We know going in to THE BEST OF ENEMIES that there will be soul-searching and redemption. The challenge for director Robin Bissell in adapting this true-life story from the book by Osha Gray Davidson was to frame doing the right thing in terms that truly demonstrate to the audience the temper of the times that made it all but unthinkable. In that, he has done an admirable job. In hiring Taraji P. Henson and Sam Rockwell to convey the highly-charged, deeply entrenched emotions at play, he has made two of the best decisions of his life.
The time in 1971, in a New South that hasn’t quite left the old one behind in Durham, North Carolina. Integration has taken hold everywhere except the public school system. It’s a situation that will come to a head when the black elementary school catches fire, and the question arises of how the children who attended it will finish the year. When the NAACP petitions for complete school integration, the local politicians, unable to come up with a legal reason to turn it down, come up with a novel idea. They bring in Bill Riddick (Babou Ceesay) to hold a 10-day charrette, a sort of town meeting that brings opposing sides together in order to find common ground and consensus. The two most obvious leaders of those opposing sides are CP Ellis (Rockwell), the beloved Cyclops of the local KKK chapter, and Ann Atwater (Henson) the fierce, no-nonsense organizer who helms Breakthrough, a grassroots group that fights discrimination wherever it appears. And by fighting, I mean not just speaking truth to power, but yelling right in power’s white racist face until it pays attention.
There are certain tropes that a film like this must deploy. The initial scoffing by all parties involved. The tense first meeting that makes the entire enterprise seem hopeless. The gradual winning over of both parties, and, eventually, that glimpse of common ground.
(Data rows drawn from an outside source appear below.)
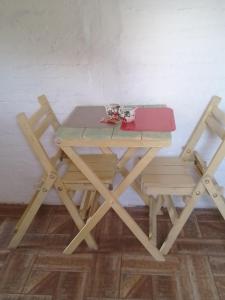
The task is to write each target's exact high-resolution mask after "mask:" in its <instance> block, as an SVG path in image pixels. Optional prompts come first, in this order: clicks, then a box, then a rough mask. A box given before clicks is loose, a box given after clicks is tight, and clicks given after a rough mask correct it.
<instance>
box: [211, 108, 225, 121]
mask: <svg viewBox="0 0 225 300" xmlns="http://www.w3.org/2000/svg"><path fill="white" fill-rule="evenodd" d="M212 114H213V115H214V117H215V118H216V119H217V120H218V121H220V122H221V123H223V125H225V113H224V112H223V111H222V110H221V109H219V108H218V107H216V108H215V109H214V110H213V112H212Z"/></svg>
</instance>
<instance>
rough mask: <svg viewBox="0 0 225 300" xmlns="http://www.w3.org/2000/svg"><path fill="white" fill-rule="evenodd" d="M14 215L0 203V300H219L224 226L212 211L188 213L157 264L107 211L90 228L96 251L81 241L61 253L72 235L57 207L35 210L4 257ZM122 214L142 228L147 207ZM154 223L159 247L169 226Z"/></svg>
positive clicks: (136, 240)
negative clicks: (67, 249) (93, 239)
mask: <svg viewBox="0 0 225 300" xmlns="http://www.w3.org/2000/svg"><path fill="white" fill-rule="evenodd" d="M22 211H23V207H20V206H12V205H8V206H7V205H0V300H3V299H4V300H22V299H25V300H53V299H57V300H67V299H68V300H75V299H79V300H82V299H85V300H94V299H95V300H97V299H102V300H106V299H108V300H109V299H130V300H131V299H133V300H139V299H140V300H144V299H145V300H147V299H148V300H150V299H154V300H158V299H159V300H167V299H171V300H176V299H178V300H182V299H184V300H190V299H196V300H214V299H215V300H216V299H220V300H224V299H225V222H224V221H223V220H222V217H221V216H220V215H219V213H218V212H217V211H216V210H196V211H195V213H194V214H192V217H191V219H190V220H189V222H188V223H187V224H186V227H185V229H184V230H183V232H182V234H181V235H180V237H179V239H178V241H177V242H176V244H175V245H174V247H173V249H172V251H171V253H170V255H168V256H167V257H166V262H163V263H159V262H156V261H154V260H153V259H152V258H151V256H150V255H148V253H147V252H146V251H145V249H144V248H143V247H142V245H141V244H139V242H138V241H137V240H136V239H135V238H134V237H133V235H132V233H131V232H130V231H129V230H128V229H127V228H126V227H125V225H123V223H122V222H121V221H120V220H119V219H118V217H117V216H116V215H115V214H114V213H113V212H110V213H108V214H107V215H106V217H105V218H104V219H103V220H102V222H101V223H100V224H99V225H98V226H97V228H96V229H95V232H94V235H95V237H96V239H97V242H98V245H99V250H98V251H96V252H93V251H90V250H89V249H88V248H87V246H86V244H85V243H83V244H82V245H81V246H80V247H79V248H78V249H77V251H76V253H75V254H73V255H71V256H65V255H62V254H61V253H62V249H63V248H64V247H65V246H66V245H67V244H68V242H69V241H70V240H71V238H72V237H73V236H74V235H75V234H76V229H75V228H74V225H73V222H72V221H71V219H70V217H69V216H68V214H67V213H66V211H65V210H64V208H63V207H54V206H43V207H42V208H41V210H40V212H39V213H38V215H37V217H36V219H35V221H34V223H33V224H32V226H31V228H30V229H29V232H28V233H27V234H26V236H25V238H24V239H23V241H22V243H21V245H20V247H19V248H18V249H16V250H12V251H9V250H8V249H7V245H8V242H9V240H10V237H11V235H12V232H13V228H14V225H15V223H16V220H17V219H18V218H19V216H20V215H21V213H22ZM129 212H130V213H131V214H132V215H133V216H134V218H135V219H136V221H137V222H138V223H139V224H140V225H141V226H142V228H143V229H144V230H147V228H148V219H147V217H148V212H147V209H146V208H132V209H129ZM158 223H159V224H158V226H159V241H158V242H159V243H160V242H161V241H162V240H163V239H164V238H165V236H166V234H167V232H168V229H169V227H170V222H169V219H168V217H167V216H165V215H163V216H160V217H159V220H158Z"/></svg>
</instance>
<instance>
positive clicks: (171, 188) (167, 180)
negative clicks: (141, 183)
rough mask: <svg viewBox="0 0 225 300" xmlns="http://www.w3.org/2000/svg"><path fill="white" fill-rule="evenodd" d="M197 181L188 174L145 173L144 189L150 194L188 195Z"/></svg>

The trick is to make that necessary interesting. Editing that mirrors the emotions on screen helps but it’s Henson and Rockwell that give urgency and immediacy to the action, and that’s what makes it a pleasure to watch as well as a tutorial is the art of acting. Henson, prodigiously lumpy in shapeless clothing and eschewing makeup, doesn’t just walk, she is a projectile zeroing in on her target, with a face that is the essence of someone who is so fed-up with the status quo that you either help or get out of the way. There is a kinetic energy that rises from her even when she is not moving in waves of fury that could stop a rhino at twenty paces. Watching the ways she tears into a barbecue rib during her first meeting with Ellis is testament enough to her sheer power, and willingness to use it. Rockwell is the opposite, though his convictions are not less deeply rooted. But there is a twist. Ellis is never portrayed as a monster. Rather, he is a devoted father and husband who found a family-like place in the Klan, and beyond the racism, has taken the pride of community it represents, and its motto of not for oneself, but for others, to heart. By giving us that, it is not the question of when this metaphorical lead will be transmuted into something golden, but how Rockwell will show it happening. For Henson, it’s getting to the vulnerability from which such anger springs. It’s a less showy part, but Henson makes it equally vivid.
The rest is just so much window-dressing over the 10 days that follow, as each of these character must come to terms with the humanity that they find in the another, and, as a result, the flaws that they come to find in themselves. Bissell’s choices in showing the very real, physical dangers of bucking the system are handled with a restraint that makes the exposition all the more chilling as threats are barely veiled as social calls and legal protocols, leaving those that have been threatened helpless and shaken as only one can be when one’s sense of security is snatched away with a smile. The single best example is when Ellis walks into a Klan meeting, and the camera watches from his point of view as all eyes turn to him, and people speak quietly to one another on the stage. From what has gone before, it is impossible not be fearful about what will happen next. In a time and place where our introduction to Ellis is when he and his good ol’ boys are shooting up a white woman’s house because she’s dating a black man, this is a reality where no one is truly safe. Circumstances that make Atwater’s penchant for speaking up, forcefully and at length, all the more remarkable.
THE BEST OF ENEMIES recreates the slurs, epithets, and racism in ways designed to make us uncomfortable with the history of our country that happened within living memory. Yet it builds on that to give us a story that celebrates the courage it takes to compromise. By acutely observing the process, by letting each compromise sink in for the character, and for us, it becomes a kind of catharsis for the characters as they find their way, and for us to hope for the better angels of everyone’s nature.